Security
Your case files, documents, and client data are confidential by nature. OKLegal protects them with the same measures used by financial institutions.
TLS 1.3
Encryption in transit
AES-256
Encryption at rest
2FA
Multi-factor authentication
99.9%
Uptime target
Layered protection
All communication between your browser and OKLegal is encrypted with TLS 1.3, the most modern transport security standard. HSTS headers are enforced to prevent protocol downgrade attacks.
Sensitive data stored in the database — including e-signature tokens, confidential documents, and integration credentials — is encrypted with AES-256. Backup copies are also stored encrypted.
Protect your account with TOTP-based authentication (compatible with Google Authenticator, Authy, and any standard authenticator app). Firm administrators can enforce mandatory 2FA for all members of their organization.
Each user has a role (Administrator, Attorney, Assistant, Partner) with granular permissions. A case's data is only accessible to team members explicitly assigned to it. Privilege separation prevents accidental data exposure across matters.
Every sensitive action — login, document access, permission changes, signature events, case modifications — is logged with a timestamp, user, IP address, and event description. The audit log is immutable and includes CSV export for compliance purposes.
OKLegal implements a comprehensive set of security headers: strict Content Security Policy (CSP), X-Frame-Options (anti-clickjacking), X-Content-Type-Options, Referrer-Policy, and Permissions-Policy. Verified and rated A+ on securityheaders.com.

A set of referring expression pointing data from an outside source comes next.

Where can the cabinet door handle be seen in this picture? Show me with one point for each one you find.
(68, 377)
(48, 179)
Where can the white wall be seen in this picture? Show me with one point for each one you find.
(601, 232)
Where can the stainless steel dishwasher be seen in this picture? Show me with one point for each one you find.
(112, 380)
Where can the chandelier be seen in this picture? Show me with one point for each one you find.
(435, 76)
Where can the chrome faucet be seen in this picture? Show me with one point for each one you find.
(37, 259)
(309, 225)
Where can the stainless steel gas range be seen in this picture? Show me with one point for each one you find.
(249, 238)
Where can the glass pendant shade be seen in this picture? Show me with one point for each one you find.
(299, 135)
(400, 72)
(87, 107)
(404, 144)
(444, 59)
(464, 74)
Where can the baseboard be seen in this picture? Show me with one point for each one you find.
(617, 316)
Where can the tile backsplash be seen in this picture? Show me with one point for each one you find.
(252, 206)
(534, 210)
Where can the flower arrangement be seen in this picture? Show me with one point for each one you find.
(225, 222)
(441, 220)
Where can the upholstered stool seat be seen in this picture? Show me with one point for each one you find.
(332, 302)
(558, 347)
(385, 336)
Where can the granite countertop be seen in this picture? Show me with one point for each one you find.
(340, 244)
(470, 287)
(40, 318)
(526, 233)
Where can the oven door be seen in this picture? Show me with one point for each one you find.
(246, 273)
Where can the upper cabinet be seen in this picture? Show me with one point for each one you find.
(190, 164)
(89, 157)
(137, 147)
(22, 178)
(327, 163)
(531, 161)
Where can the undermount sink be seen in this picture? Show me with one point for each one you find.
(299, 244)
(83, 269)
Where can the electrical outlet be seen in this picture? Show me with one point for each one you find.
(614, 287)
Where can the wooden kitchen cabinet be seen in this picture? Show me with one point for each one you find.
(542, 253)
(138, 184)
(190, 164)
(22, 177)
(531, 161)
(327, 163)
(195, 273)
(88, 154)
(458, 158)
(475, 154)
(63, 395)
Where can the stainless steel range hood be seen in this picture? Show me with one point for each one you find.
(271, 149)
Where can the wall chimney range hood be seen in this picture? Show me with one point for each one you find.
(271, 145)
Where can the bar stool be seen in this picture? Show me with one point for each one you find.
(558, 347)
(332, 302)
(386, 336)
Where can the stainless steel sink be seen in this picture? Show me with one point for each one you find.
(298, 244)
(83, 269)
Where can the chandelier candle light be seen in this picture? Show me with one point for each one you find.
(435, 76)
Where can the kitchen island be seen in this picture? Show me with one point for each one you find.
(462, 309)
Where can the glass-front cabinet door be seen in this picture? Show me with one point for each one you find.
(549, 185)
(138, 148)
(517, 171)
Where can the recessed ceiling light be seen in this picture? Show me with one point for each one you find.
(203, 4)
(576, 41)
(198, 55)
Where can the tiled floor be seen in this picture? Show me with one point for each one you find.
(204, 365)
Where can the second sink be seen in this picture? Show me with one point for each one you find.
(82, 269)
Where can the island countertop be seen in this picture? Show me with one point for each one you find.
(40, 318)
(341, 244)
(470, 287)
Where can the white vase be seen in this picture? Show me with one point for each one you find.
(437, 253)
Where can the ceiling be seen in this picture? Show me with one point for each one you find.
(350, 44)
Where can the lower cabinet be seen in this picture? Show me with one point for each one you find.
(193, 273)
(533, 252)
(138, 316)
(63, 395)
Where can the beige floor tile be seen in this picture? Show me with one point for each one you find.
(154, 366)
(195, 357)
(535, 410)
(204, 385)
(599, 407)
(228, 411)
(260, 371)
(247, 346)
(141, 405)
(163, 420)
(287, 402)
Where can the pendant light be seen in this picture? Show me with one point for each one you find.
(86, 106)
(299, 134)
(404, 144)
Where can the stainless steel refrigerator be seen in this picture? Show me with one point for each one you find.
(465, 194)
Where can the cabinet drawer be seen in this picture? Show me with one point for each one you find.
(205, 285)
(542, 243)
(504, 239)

Registration, login, and password recovery forms are protected with Cloudflare Turnstile — the privacy-friendly alternative to reCAPTCHA. This prevents brute-force attacks and mass creation of fraudulent accounts without creating friction for legitimate users.
Each e-signature link token is unique, single-use, and individually encrypted in the database. A used or expired token cannot be reused. Signature links expire automatically and all opening and signing events are recorded in the case file.
Compliance
OKLegal complies with the Law on the Protection of Individuals Against the Processing of Their Personal Data. You are the Data Controller of your clients' data; OKLegal acts as a Data Processor following your firm's instructions.
Although OKLegal operates primarily in Latin America, we have adopted the principles of the EU General Data Protection Regulation as our baseline standard: data minimization, purpose limitation, transparency, and data subject rights.
The integration with Costa Rica's Digital Signature (Gaudi) complies with the Law on Certificates, Digital Signatures and Electronic Documents. Documents signed via Digital Signature carry full legal validity equivalent to a handwritten signature.
OKLegal was designed with the attorney's confidentiality obligations in mind. Access to each case's data is strictly segmented: not even the OKLegal team can access your clients' documents without your explicit authorization.
Infrastructure
OKLegal is hosted on leading cloud providers with data centers certified to SOC 2 Type II and ISO 27001. Data is stored in high-availability regions with geographic redundancy.
The database and stored files are backed up automatically. Backups are retained for a minimum of 30 days and can be restored with point-in-time recovery. Backups are encrypted and stored in a geographically separate location.
OKLegal's infrastructure is continuously monitored. Automated alerts detect performance anomalies, suspicious access attempts, and availability events in real time.
Each firm operates in a completely isolated data space, enforced through firm identifiers on all database queries. It is architecturally impossible for one firm's data to be accessed from another firm's account.
The OKLegal team applies security patches for critical dependencies within 72 hours of public disclosure. Platform updates are deployed with a zero-downtime strategy so they never interrupt your work.
Responsible disclosure
If you are a security researcher and discover a vulnerability in OKLegal, we ask that you report it to us responsibly before making it public. We commit to responding within 48 business hours and working with you to resolve the issue.
Report vulnerabilities to: [email protected]. Please include a description of the issue, steps to reproduce it, and the potential impact. Do not disclose the issue publicly until we have had the opportunity to address it.
OKLegal does not take legal action against researchers who follow a good-faith responsible disclosure process.
All these protections are active from day one, on every plan, at no additional cost.